Shake your bones

Hah, weil es ja seit einiger Zeit auch auf deutsch existiert, zitiere ich mich mal eben selbst von der parallel-gesellschaft aus dem Jahre 2010:

Es ist ein wenig schwierig eine knackige Einleitung für das Buch zu finden. Vielleicht reicht manchen ja, dass Warren Ellis das Buch empfohlen hat. Und Scott Westerfeld. Dass es Leuten gefallen wird, die zum Beispiel auch China Miéville mögen. Oder eben einfach nur die Schlagwörter “Steampunk”, “Luftschiffe”, “Waffen” und “Zombies”.

Für diejenigen, die es lieber persönlich und emotionaler mögen: “Der aufwühlende Kampf einer alleinerziehenden Mutter um das Überleben und Wohlergehen ihres Sohnes” Gut, das klingt jetzt ein wenig zu sehr nach einer deutschen Produktion für Privatsender. Streichen wir das. Bleiben wir bei Steampunk und Zombies. Und den Luftschiffen.

Boneshaker spielt in einem fiktiven Seattle um 1880. Der Boneshaker, eine Maschine, die Goldförderung vereinfachen sollte, wurde unter mysteriösen Umständen dazu genutzt, das Bankenviertel von Seattle zu untergraben. Durch die Tunnel und die Erschütterung der Erde trat Gas aus. Gas, das im einfacheren Fall nur tödlich ist, im schlimmeren Fall jedoch die Leute zu Zombies macht. In hastigen Notfallmassnahmen wurde der betroffene Bereich Seattles evakuiert und im Lauf der Jahre wurde eine Mauer hochgezogen, die das Gas im Zentrum hält.

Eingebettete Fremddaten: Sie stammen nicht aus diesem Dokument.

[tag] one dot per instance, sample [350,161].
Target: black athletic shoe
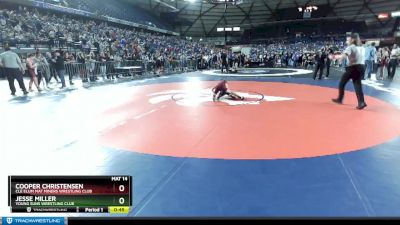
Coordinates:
[362,106]
[337,101]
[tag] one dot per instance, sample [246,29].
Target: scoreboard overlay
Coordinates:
[70,194]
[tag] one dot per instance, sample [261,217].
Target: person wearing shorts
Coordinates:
[221,89]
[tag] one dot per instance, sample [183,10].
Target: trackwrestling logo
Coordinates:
[197,97]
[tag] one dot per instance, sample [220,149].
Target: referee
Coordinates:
[13,68]
[355,70]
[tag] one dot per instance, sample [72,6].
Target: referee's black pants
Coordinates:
[356,73]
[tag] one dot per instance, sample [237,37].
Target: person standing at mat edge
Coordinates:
[13,68]
[355,70]
[393,62]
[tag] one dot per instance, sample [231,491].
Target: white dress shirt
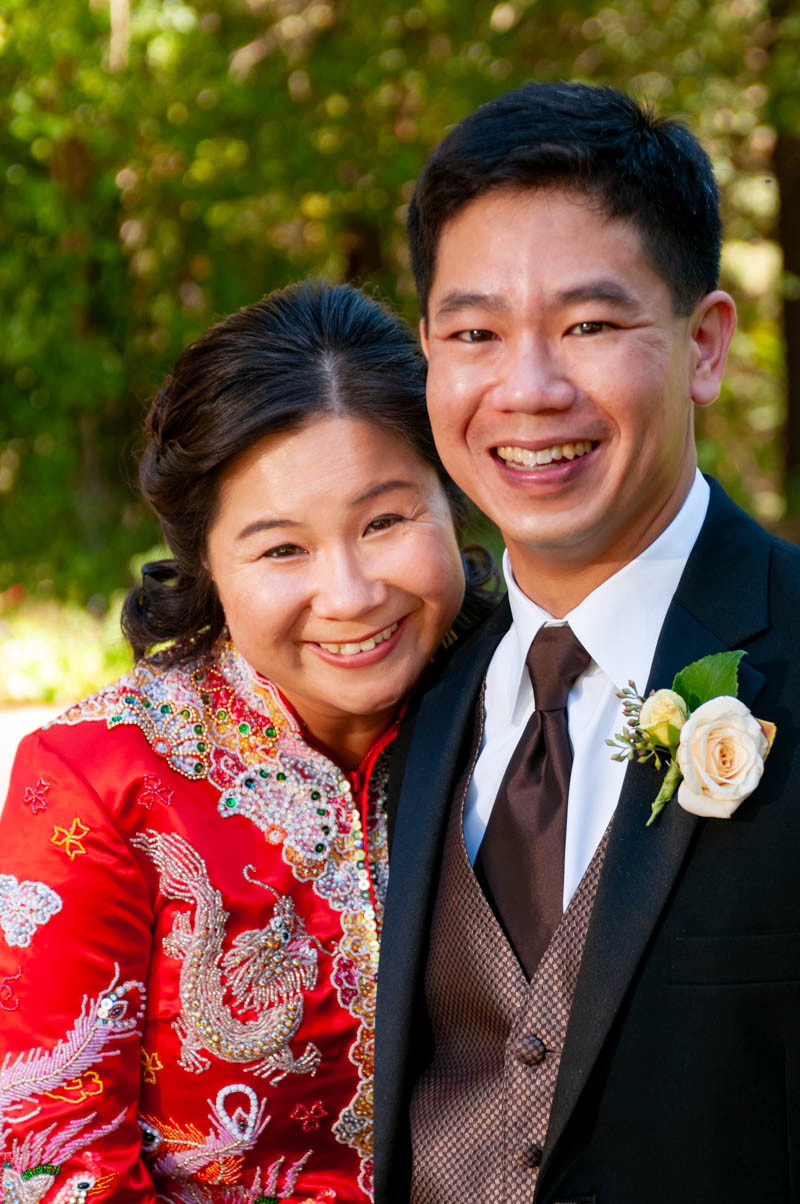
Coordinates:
[618,624]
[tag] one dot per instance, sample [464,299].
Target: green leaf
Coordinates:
[670,784]
[709,678]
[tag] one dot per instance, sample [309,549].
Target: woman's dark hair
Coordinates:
[596,141]
[301,352]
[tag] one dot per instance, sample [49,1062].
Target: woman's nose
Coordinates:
[346,588]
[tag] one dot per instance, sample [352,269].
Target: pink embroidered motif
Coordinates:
[310,1117]
[154,791]
[35,796]
[9,1001]
[70,839]
[182,1150]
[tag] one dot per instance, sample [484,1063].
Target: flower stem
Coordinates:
[670,784]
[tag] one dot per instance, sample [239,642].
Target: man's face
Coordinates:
[560,382]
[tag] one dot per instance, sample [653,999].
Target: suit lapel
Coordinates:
[442,725]
[721,602]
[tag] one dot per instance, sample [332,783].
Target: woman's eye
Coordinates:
[383,521]
[474,336]
[283,552]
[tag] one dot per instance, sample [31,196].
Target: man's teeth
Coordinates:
[365,645]
[527,459]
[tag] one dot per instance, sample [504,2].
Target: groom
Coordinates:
[575,1007]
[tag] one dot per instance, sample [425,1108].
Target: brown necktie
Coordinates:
[521,860]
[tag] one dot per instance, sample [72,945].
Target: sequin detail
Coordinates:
[70,839]
[25,907]
[36,796]
[265,969]
[77,1091]
[154,791]
[266,773]
[151,1066]
[309,1117]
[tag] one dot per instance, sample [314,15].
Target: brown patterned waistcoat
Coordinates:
[480,1110]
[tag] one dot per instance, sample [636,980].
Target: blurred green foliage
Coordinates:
[166,163]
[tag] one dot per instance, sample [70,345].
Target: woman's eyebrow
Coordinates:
[596,290]
[384,487]
[265,525]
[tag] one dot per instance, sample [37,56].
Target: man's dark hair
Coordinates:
[596,141]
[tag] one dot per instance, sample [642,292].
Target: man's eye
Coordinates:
[383,521]
[283,552]
[474,336]
[590,328]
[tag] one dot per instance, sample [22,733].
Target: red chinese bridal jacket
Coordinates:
[189,899]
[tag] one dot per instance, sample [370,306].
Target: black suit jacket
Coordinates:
[680,1079]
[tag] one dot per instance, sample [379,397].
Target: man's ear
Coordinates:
[423,338]
[713,323]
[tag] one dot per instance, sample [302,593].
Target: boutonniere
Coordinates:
[713,747]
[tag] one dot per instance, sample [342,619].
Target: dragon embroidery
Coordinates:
[180,1152]
[265,971]
[31,1164]
[101,1021]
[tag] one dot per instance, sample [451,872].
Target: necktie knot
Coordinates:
[556,660]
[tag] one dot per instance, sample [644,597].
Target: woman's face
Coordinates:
[337,567]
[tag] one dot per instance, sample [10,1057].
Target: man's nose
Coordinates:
[346,586]
[534,377]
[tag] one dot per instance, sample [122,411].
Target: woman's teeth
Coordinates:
[365,645]
[523,458]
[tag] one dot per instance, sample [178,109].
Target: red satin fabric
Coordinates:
[187,950]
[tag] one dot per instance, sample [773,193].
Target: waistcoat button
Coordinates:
[531,1050]
[529,1156]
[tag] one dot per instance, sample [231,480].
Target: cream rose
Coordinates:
[721,756]
[662,710]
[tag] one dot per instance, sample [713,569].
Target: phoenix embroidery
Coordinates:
[265,971]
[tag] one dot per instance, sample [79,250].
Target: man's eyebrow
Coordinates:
[596,290]
[453,302]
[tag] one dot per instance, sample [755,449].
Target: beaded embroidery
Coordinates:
[25,907]
[265,968]
[35,796]
[151,1066]
[35,1162]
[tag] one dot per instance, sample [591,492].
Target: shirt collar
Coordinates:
[621,620]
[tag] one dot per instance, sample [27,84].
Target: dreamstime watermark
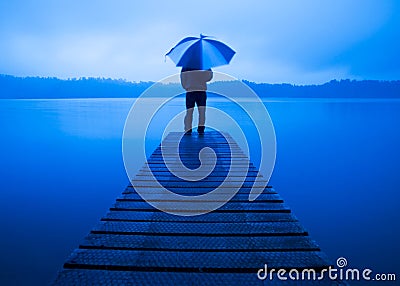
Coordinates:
[154,114]
[330,273]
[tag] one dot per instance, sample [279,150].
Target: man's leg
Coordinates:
[188,120]
[190,102]
[201,106]
[202,119]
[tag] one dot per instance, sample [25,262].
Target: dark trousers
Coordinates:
[193,98]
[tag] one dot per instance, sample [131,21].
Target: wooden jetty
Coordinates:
[137,244]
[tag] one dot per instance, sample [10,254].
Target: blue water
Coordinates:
[337,168]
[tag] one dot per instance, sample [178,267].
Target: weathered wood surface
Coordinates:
[136,244]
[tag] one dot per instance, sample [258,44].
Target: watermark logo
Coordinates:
[331,273]
[233,108]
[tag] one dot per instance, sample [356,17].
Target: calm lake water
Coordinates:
[337,167]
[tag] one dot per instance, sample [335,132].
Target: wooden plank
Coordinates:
[199,243]
[202,229]
[225,217]
[223,247]
[237,262]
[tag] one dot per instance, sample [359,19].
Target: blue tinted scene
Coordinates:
[328,75]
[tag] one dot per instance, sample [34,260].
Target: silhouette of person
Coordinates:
[195,84]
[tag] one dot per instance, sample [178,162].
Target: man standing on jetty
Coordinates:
[195,84]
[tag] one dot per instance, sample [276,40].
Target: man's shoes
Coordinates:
[200,130]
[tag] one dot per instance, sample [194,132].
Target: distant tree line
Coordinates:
[333,89]
[39,87]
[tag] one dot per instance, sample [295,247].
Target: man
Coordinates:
[195,84]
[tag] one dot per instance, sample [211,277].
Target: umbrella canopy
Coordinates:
[200,53]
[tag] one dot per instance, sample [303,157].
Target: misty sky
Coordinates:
[276,41]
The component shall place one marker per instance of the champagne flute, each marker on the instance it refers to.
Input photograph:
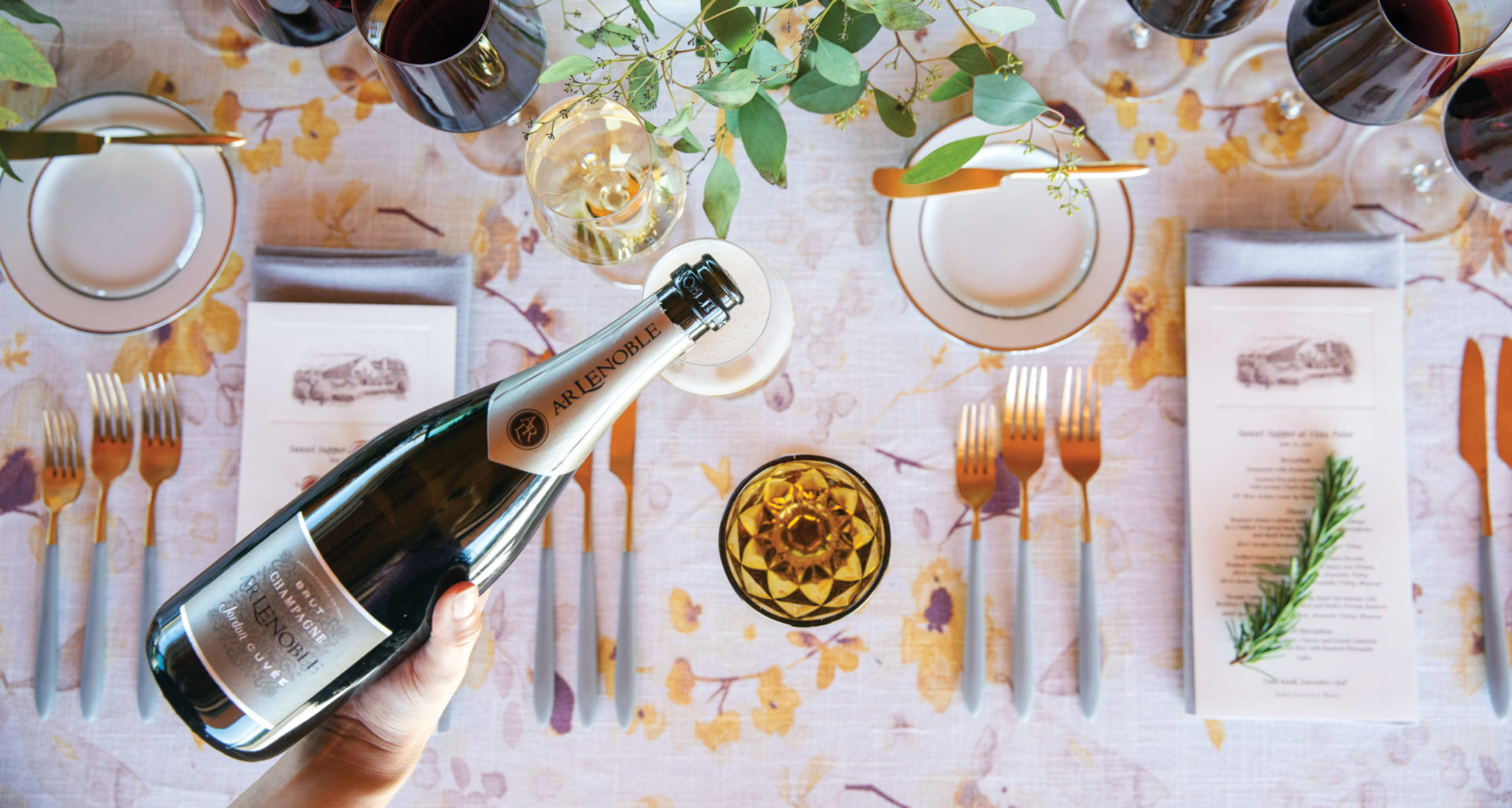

Ausserhalb dieser Mauern lebt Briar Wilkes zusammen mit ihrem Sohn Ezekiel, kurz Zeke, und arbeitet täglich daran, das Erbe ihres Namens hinter sich zu lassen. Tochter eines Mannes, der von den Einen als Held geachtet wird, da er beim Evakuieren des Stadtkerns Straftäter befreite, und bei den Anderen als Verräter gilt, da er beim Evakuieren des Stadtkerns Straftäter befreite. Ehefrau von Leviticus Blue, dem Erfinder eben jener Maschine, die Seattle ins Chaos stürzte. Als sei dies noch nicht kompliziert genug, treibt sich ihr pubertierender Sohn auch noch in fragwürdiger Gesellschaft rum und hat viel zu viele Fragen über Grossvater und Vater, die Briar einfach nicht beantworten will.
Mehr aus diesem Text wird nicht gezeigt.